Accountable Care Organisations – where is public engagement?

Accountability Democracy

We hear that NHS England faces a tough dialogue with the Treasury post-Budget and will, most likely get the go-ahead for its latest plan – to set up Accountable Care Organisations (ACOs). For some, it is a rational response to the failure of the Lansley structural reorganisation – a logical extension to the 44 STPs created in 2016. For others, it is the clearest yet pointer to a privatised NHS, USA-style.

We need not enter the controversy. Ours is a simple question. Where does this leave the statutory obligations to engage, involve and consult patients and public?

The term ‘accountable’ should be a promising sign. But accountable to whom? And for what?

Early signs are that these new bodies will be consortia of providers cutting across traditional NHS and social care services, so the primary route of accountability is clearly contractual. Until primary legislation is changed, that means that CCGs remain responsible for commissioning services and as part of that, have an extensive requirement to involve and consult, covering their plans, service performance and proposals for change. Few Parliamentarians would support the removal of these rights. The prospects of key decisions being taken by obscure arms-length bodies beyond the reach of public accountability would be anathema to MPs whose constituents fully expect to have their voices heard.

We hear that ACOs will face a barrage of legal challenges across a wide range of disputed issues. But as far as public and patient involvement is concerned, this is unnecessary. All that is needed is for Ministers to clarify that ACOs will be bound by the well-established requirements to engage and consult that apply to single providers.
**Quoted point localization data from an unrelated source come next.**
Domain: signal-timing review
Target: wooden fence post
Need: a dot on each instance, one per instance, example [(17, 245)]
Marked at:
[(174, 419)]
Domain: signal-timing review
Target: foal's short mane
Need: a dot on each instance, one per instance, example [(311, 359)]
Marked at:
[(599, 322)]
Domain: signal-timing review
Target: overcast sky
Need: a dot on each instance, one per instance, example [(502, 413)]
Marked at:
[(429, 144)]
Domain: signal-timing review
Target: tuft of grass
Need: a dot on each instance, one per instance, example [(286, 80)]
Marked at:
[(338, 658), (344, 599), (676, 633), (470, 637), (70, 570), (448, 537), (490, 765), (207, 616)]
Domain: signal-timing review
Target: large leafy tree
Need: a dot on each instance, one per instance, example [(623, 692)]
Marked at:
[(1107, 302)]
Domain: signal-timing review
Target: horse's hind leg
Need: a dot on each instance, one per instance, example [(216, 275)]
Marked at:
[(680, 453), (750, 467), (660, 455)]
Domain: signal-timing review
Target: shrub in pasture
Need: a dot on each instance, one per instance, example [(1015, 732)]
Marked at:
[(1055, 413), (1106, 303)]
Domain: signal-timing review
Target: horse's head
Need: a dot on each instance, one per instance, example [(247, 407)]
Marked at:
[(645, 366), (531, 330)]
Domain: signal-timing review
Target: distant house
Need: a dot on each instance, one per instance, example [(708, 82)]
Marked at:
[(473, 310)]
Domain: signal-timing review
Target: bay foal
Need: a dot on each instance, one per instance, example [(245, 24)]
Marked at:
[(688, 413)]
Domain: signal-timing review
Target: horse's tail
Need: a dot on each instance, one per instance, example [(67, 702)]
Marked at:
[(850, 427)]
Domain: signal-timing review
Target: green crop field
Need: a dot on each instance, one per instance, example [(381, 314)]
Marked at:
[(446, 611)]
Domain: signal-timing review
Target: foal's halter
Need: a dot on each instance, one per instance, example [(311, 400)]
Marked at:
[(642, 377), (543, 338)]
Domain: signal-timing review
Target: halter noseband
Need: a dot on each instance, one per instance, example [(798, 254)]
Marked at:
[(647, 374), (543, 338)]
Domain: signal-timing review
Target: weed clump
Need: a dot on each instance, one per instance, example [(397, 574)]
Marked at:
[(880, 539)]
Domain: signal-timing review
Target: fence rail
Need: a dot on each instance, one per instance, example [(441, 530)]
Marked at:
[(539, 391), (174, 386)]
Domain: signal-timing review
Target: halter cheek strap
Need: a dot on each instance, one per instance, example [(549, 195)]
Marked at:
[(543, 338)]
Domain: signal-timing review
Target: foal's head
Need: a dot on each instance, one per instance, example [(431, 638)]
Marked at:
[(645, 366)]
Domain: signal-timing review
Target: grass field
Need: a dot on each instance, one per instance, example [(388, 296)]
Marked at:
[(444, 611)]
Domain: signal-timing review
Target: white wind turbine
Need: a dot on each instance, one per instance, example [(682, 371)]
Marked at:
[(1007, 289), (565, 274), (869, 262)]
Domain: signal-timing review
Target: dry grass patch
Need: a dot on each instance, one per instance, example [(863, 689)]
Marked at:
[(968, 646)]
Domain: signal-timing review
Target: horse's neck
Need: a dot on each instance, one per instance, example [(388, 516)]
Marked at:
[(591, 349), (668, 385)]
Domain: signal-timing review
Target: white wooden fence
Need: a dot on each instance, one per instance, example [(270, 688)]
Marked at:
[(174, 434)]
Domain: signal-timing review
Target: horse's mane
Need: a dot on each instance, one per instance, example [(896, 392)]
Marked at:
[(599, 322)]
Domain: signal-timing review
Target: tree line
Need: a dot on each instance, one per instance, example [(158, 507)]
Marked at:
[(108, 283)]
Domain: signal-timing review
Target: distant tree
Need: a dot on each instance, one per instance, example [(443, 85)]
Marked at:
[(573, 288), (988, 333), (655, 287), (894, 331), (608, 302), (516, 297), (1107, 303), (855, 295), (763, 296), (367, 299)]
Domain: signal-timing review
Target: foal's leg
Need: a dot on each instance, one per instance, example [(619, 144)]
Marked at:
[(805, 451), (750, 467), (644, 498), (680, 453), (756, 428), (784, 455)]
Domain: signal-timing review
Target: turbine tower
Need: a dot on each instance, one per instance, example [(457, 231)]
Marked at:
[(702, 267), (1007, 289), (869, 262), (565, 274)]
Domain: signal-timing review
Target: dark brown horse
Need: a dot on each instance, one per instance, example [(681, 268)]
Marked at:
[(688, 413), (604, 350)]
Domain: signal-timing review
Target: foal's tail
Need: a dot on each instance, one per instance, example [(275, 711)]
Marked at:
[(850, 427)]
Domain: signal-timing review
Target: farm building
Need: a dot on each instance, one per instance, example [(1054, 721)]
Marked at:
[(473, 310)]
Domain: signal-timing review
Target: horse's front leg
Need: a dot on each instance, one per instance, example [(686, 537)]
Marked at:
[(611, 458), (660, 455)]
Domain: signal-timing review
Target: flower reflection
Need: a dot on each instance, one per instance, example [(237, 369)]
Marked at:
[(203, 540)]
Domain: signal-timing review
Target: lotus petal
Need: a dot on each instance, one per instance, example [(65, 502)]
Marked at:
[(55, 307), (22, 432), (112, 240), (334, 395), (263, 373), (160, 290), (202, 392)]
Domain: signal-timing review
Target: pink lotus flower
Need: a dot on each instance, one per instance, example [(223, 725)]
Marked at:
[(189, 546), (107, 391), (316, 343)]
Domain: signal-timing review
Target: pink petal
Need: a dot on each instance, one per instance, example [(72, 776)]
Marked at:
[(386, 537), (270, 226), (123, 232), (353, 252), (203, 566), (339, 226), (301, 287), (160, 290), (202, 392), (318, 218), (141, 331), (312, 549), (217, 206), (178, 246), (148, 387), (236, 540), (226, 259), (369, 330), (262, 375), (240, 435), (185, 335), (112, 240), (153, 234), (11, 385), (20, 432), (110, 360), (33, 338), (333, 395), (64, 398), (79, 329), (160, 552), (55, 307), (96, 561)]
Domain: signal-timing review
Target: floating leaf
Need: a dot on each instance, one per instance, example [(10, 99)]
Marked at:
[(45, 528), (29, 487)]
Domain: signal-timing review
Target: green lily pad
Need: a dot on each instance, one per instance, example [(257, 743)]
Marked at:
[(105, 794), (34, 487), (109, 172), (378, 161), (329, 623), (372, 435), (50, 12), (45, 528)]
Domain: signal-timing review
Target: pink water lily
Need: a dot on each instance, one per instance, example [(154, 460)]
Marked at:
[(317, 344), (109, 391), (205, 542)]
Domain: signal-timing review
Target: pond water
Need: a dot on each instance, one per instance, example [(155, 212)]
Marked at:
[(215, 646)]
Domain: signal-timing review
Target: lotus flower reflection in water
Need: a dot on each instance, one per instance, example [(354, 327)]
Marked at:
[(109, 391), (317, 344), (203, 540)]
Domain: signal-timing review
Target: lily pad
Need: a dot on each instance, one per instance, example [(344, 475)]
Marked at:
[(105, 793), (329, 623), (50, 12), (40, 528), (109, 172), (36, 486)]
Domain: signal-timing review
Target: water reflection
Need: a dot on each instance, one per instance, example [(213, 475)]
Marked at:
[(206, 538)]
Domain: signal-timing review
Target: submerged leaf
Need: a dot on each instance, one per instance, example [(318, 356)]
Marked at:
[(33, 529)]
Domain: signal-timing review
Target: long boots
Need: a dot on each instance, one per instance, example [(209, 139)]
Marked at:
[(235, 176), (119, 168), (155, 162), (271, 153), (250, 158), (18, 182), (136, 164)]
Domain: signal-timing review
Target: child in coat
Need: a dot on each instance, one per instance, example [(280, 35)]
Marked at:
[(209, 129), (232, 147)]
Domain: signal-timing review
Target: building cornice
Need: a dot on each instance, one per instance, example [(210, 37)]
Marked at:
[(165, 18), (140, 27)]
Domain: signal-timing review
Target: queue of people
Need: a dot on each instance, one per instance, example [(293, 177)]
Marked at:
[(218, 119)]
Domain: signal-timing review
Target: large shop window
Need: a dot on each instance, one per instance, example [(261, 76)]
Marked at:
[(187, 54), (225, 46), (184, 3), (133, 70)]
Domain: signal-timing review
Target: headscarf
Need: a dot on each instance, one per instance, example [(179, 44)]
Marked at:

We already have the confusing position that major service changes see CCGs bound by the statutory provisions in the 2012 Act, NHS Hospital Trusts still operating under the 2006 Act and local authorities wrestling with the 2014 Care Act and the ‘legitimate expectations’ of consultation on social care and other services.

In practice, common sense applies. Our experience as an Institute is that Managers are, in general, eager to consult local people as effectively as possible. Legal and political challenges only delay and frustrate their plans to implement change – many of which are needed to improve patient care.

The danger is that a BREXIT-battered Treasury may seize upon the ACOs as a means to accelerate its cost-reduction agenda by sidestepping the expensive and time-consuming processes of dialogue with local communities. Such an approach is a recipe for political turmoil, and the Parliamentary arithmetic suggests they would be foolish to try. All one needs is a handful of Conservative MPs in marginal seats with threatened hospital services to mount a rebellion.

On the subject of which, watch for the coming judicial review about Horton Hospital (re Oxfordshire CCG) in the coming days. For local people, their elected representatives, the media and for the staff who work in the NHS and at Councils, having such recourse to the Courts matters. For it is their ultimate assurance that Managers cannot by-pass the duty to involve and consult that Parliament has decreed. If the Government confirms that all these rights will apply fully to ACOs, it will do much to retain public confidence, avoid uncertainty and dodge the bullet of political turbulence.